Rethinking U.S.-EU Trade: From FTA to SEA
Vice President; Director, Geoeconomics Program
Peter S. Rashish, who counts over 25 years of experience counseling corporations, think tanks, foundations, and international organizations on transatlantic trade and economic strategy, is Vice President and Director of the Geoeconomics Program at AICGS. He also writes The Wider Atlantic blog.
Mr. Rashish has served as Vice President for Europe and Eurasia at the U.S. Chamber of Commerce, where he spearheaded the Chamber’s advocacy ahead of the launch of the Transatlantic Trade and Investment Partnership. Previously, Mr. Rashish was a Senior Advisor for Europe at McLarty Associates, and has held positions as Executive Vice President of the European Institute, on the Paris-based staff of the International Energy Agency, and as a consultant to the World Bank, the German Marshall Fund of the United States, the Atlantic Council, the Bertelsmann Foundation, and the United Nations Conference on Trade and Development.
Mr. Rashish has testified on the euro zone and U.S.-European economic relations before the House Financial Services Subcommittee on International Monetary Policy and Trade and the House Foreign Affairs Subcommittee on Europe and Eurasia and has advised three U.S. presidential campaigns. He is a member of the Board of Directors of the Jean Monnet Institute in Paris and a Senior Advisor to the European Policy Centre in Brussels. His commentaries have been published in The New York Times, the Financial Times, The Wall Street Journal, Foreign Policy, and The National Interest, and he has appeared on PBS, CNBC, CNN, and NPR.
He earned a BA from Harvard College and an M.Phil. in international relations from Oxford University. He speaks French, German, Italian, and Spanish.

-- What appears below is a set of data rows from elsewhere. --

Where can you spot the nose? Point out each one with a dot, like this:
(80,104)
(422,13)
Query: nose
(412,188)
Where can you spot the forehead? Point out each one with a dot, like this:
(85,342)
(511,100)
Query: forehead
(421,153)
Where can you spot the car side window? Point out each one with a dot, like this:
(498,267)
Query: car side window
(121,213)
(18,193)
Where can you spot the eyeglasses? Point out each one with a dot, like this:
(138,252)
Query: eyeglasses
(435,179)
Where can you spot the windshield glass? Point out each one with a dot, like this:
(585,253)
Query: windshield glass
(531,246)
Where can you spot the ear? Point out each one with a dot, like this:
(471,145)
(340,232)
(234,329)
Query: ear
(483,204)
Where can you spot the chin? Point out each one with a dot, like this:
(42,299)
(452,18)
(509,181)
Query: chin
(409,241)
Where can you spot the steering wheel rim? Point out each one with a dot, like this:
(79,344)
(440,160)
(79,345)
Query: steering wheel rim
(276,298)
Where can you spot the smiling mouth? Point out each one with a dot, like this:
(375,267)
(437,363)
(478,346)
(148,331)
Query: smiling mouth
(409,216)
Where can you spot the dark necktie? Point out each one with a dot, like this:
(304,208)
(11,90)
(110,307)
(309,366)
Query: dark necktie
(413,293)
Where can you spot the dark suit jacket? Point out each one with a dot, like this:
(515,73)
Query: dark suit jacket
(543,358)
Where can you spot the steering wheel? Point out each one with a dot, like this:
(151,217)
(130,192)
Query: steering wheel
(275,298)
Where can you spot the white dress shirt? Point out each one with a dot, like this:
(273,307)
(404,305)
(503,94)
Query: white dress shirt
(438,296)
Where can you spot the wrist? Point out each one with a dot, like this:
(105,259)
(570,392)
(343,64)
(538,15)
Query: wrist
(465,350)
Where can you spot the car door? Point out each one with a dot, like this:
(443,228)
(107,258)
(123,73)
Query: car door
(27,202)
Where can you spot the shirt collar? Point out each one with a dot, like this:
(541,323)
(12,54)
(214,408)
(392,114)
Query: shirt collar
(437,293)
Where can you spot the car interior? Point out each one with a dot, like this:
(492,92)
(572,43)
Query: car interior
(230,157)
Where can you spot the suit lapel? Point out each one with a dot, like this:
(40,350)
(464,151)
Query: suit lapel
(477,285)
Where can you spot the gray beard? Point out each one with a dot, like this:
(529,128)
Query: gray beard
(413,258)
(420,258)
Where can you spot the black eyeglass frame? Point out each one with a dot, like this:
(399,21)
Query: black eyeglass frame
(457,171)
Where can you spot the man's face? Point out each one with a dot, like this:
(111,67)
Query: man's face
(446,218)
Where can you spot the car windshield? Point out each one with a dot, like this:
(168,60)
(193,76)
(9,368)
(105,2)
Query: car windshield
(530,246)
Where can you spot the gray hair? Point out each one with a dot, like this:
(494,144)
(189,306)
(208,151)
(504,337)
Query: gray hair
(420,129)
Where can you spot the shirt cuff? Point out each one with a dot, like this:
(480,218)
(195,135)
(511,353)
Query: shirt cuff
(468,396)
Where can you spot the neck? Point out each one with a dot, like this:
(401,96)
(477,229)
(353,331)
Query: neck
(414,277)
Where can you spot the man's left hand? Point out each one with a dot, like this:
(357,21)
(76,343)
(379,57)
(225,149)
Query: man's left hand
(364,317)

Phil Hogan, the new European Commissioner for Trade, is traveling to Washington this week to seek a “reset of the EU/US trade relationship,” which has been under strain. President Trump called the EU “a foe” for its trade surplus with the U.S., imposed tariffs on steel and aluminum imports, and threatened to do the same for cars and car parts. This year the White House is targeting France’s digital services tax on companies like Google and Amazon and the longstanding Boeing-Airbus dispute is reaching its endgame.

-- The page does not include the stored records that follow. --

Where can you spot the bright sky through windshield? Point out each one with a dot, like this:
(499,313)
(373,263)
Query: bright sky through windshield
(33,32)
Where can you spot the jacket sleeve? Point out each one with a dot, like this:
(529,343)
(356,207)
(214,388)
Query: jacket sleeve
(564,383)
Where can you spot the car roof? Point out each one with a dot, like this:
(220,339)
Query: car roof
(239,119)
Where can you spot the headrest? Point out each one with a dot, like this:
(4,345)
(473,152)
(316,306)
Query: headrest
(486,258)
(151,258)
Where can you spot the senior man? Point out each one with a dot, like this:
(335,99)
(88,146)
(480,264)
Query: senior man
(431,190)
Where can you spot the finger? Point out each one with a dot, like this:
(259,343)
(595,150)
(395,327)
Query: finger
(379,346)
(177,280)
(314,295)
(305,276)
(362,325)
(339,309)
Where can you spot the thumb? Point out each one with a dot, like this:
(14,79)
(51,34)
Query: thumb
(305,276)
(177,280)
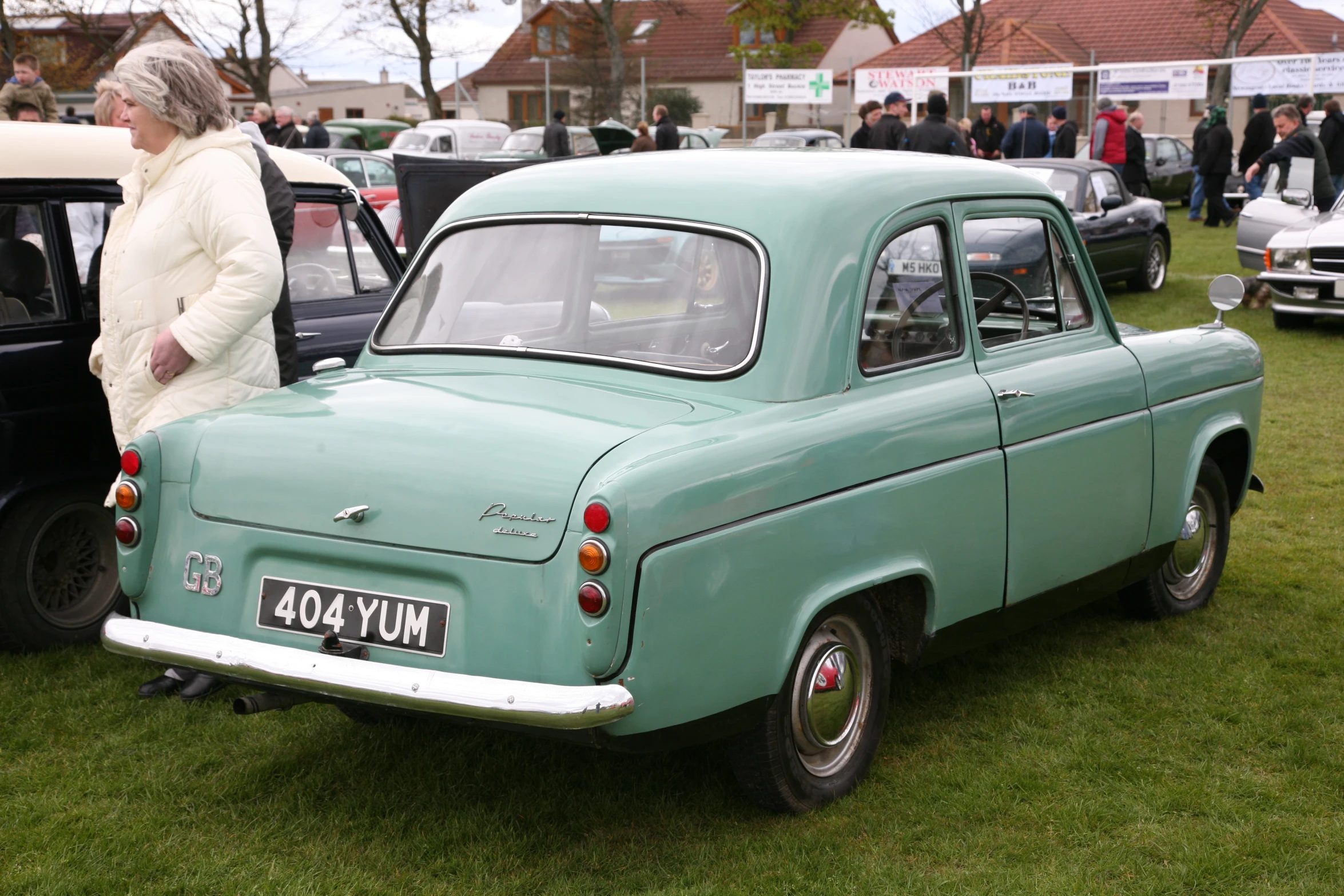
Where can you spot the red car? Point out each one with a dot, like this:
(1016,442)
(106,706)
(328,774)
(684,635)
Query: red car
(373,175)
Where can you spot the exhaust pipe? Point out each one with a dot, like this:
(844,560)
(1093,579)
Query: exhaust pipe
(256,703)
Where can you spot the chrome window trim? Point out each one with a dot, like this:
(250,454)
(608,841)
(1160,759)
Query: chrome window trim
(550,354)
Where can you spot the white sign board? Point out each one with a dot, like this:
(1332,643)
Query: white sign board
(789,85)
(1158,82)
(916,83)
(1014,85)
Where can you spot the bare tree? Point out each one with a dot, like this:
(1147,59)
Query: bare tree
(249,41)
(414,19)
(1227,23)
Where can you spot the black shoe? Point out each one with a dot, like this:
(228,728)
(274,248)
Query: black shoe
(201,687)
(162,686)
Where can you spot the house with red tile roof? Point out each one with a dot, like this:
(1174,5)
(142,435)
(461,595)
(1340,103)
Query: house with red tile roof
(1069,31)
(682,45)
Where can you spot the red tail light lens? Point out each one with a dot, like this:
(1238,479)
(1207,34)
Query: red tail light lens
(128,531)
(597,517)
(593,598)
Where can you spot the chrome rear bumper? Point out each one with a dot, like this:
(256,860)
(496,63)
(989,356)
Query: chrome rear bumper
(526,703)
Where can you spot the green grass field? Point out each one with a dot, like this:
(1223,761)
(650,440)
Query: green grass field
(1095,755)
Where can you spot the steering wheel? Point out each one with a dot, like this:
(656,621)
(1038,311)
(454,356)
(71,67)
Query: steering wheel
(312,281)
(992,304)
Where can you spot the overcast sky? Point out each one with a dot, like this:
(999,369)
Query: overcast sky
(478,35)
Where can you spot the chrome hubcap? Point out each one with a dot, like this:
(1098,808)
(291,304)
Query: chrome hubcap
(832,691)
(1156,266)
(1188,567)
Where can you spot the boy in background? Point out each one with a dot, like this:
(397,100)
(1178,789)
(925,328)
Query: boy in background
(27,87)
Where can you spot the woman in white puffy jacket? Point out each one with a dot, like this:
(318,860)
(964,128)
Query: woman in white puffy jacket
(190,266)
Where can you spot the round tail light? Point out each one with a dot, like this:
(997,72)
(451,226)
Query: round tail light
(597,517)
(594,556)
(593,598)
(128,496)
(128,531)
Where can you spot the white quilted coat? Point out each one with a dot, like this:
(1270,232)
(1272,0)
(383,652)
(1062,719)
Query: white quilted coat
(191,250)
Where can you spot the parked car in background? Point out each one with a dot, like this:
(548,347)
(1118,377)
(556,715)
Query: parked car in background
(450,139)
(706,464)
(1127,236)
(526,143)
(363,133)
(1170,163)
(1281,206)
(373,175)
(58,564)
(1304,269)
(800,137)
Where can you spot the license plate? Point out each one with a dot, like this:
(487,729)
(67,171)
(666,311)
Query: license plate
(914,268)
(365,617)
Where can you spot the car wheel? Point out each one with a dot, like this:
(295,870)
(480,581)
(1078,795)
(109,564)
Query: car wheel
(58,570)
(823,730)
(1190,577)
(1292,321)
(1154,273)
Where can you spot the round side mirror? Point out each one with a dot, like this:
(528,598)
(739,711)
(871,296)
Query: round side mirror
(1226,292)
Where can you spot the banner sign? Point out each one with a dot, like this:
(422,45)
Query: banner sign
(789,85)
(916,83)
(1015,85)
(1289,75)
(1158,82)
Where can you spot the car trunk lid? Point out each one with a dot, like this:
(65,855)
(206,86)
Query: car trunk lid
(478,464)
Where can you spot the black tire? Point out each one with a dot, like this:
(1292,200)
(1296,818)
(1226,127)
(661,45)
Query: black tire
(1152,273)
(1191,575)
(1293,321)
(58,570)
(812,748)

U.S.-EU trade ties would certainly benefit from a more collaborative approach. But as has been clear at least since the renegotiation of the North American Free Trade Agreement (NAFTA) completed last year, trade policy more broadly needs a new narrative. Given that the transatlantic trade and investment relationship is the world’s most important, the U.S. and the EU can take the lead in rebooting the way countries think and talk about trade.
Given that the transatlantic trade and investment relationship is the world’s most important, the U.S. and the EU can take the lead in rebooting the way countries think and talk about trade.

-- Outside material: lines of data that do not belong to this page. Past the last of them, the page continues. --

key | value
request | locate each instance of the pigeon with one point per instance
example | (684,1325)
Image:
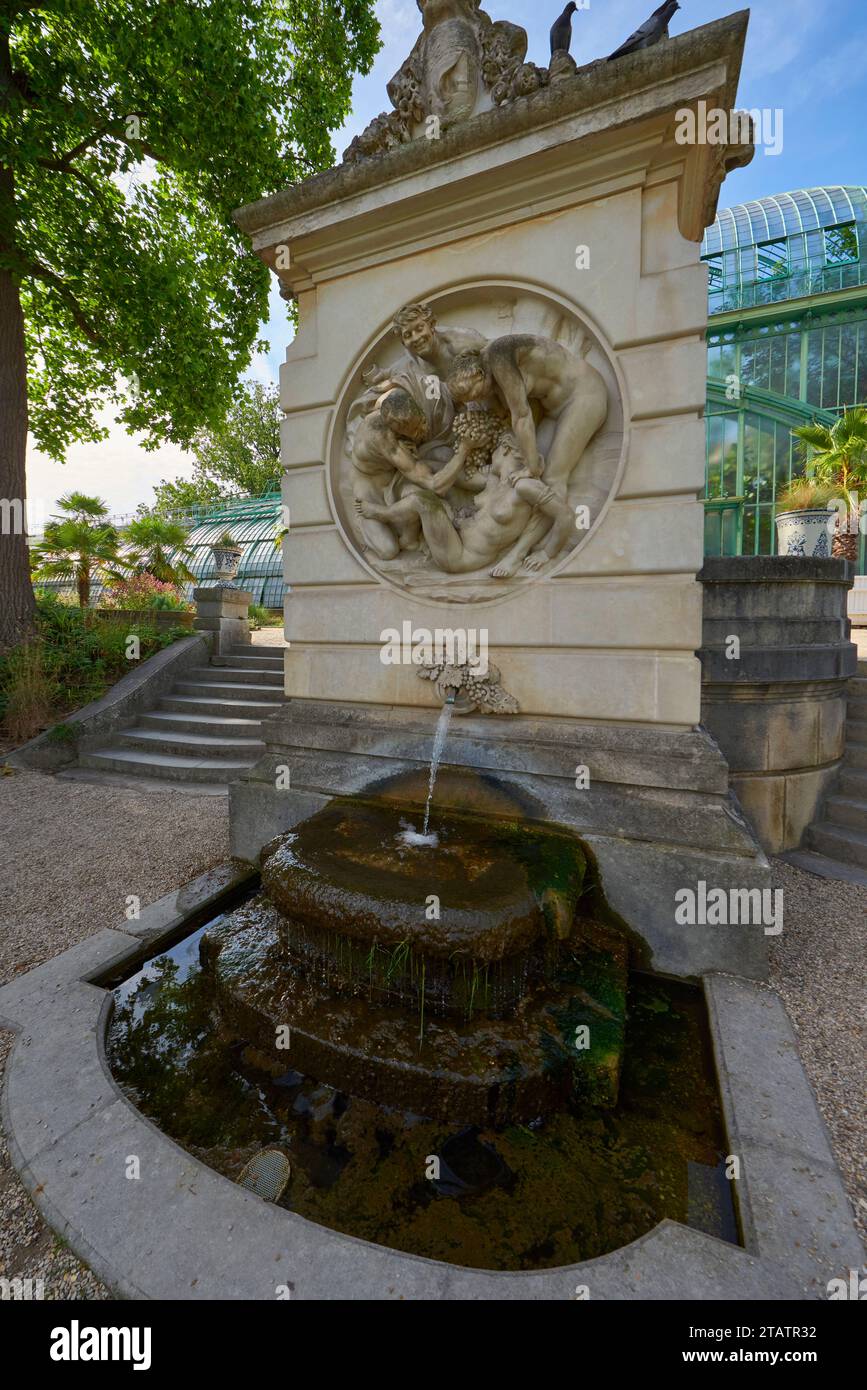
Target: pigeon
(649,32)
(562,29)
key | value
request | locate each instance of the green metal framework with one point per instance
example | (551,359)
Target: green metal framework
(787,344)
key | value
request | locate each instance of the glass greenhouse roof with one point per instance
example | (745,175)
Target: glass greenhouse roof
(785,214)
(253,523)
(798,245)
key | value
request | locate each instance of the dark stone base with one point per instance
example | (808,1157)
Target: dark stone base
(480,1070)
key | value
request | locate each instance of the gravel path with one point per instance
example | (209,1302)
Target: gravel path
(819,966)
(75,851)
(72,851)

Since the signing of NAFTA in 1993 there has been a striking evolution in the branding of trade policy. While other “free trade agreements” have entered into force, many deals since then have jettisoned the clear and simple idea of free trade for something else.
The EU has established partnership arrangements with its former colonies, while the U.S. negotiated the “Trans-Pacific Partnership” with 11 other countries that the Trump administration withdrew from in early 2017. From 2013 the U.S. and the European Union were in talks to create the world’s largest free trade zone through the “Transatlantic Trade and Investment Partnership” until it dissolved over differences in the fall of 2016.
For both the U.S. and the EU, using the term “partnership” often signaled the special political significance involved in these agreements. But it also was a way to avoid the term “free trade.” Starting with the financial crisis of 2008, free trade—along with other aspects of globalization like the spread of new technologies and rising migration flows—has been under attack for contributing to economic unfairness within and between countries.
With NAFTA’s successor, the U.S.-Mexico-Canada Agreement (or USMCA), there is neither partnership nor free trade nor anything else to suggest what its purpose is. But at least it has a name: the limited talks underway between the U.S. and the EU since July 2018 covering industrial tariffs and regulatory cooperation remain unidentified.
If a trade agreement is worth doing, its purpose should be stated at the outset and be easily understandable from its name.
When Commissioner Hogan sits down with U.S. Trade Representative Robert Lighthizer they can take a new approach. Rather than a return to “free trade” or “partnership,” they should commit to negotiating a transatlantic “Strategic Economic Agreement” or SEA.
A Strategic Economic Agreement would communicate that trade policy’s most vital function today is to shape the global economic environment in a way that serves transatlantic interests.
A Strategic Economic Agreement would communicate that trade policy’s most vital function today is to shape the global economic environment in a way that serves transatlantic interests. In the long run, without the right rules to govern how trade and investment take place, the traditional goal of trade policy—lifting economic growth—will be compromised.
In contrast to China, the U.S. and the EU share a commitment to the rule of law, the market economy, fairly regulated competition, high standards for workers, and artificial intelligence serving the individual rather than the state. Tariff reduction and regulatory alignment are valuable, but they need to take a back seat to the more urgent task of signing a U.S.-EU Strategic Economic Agreement.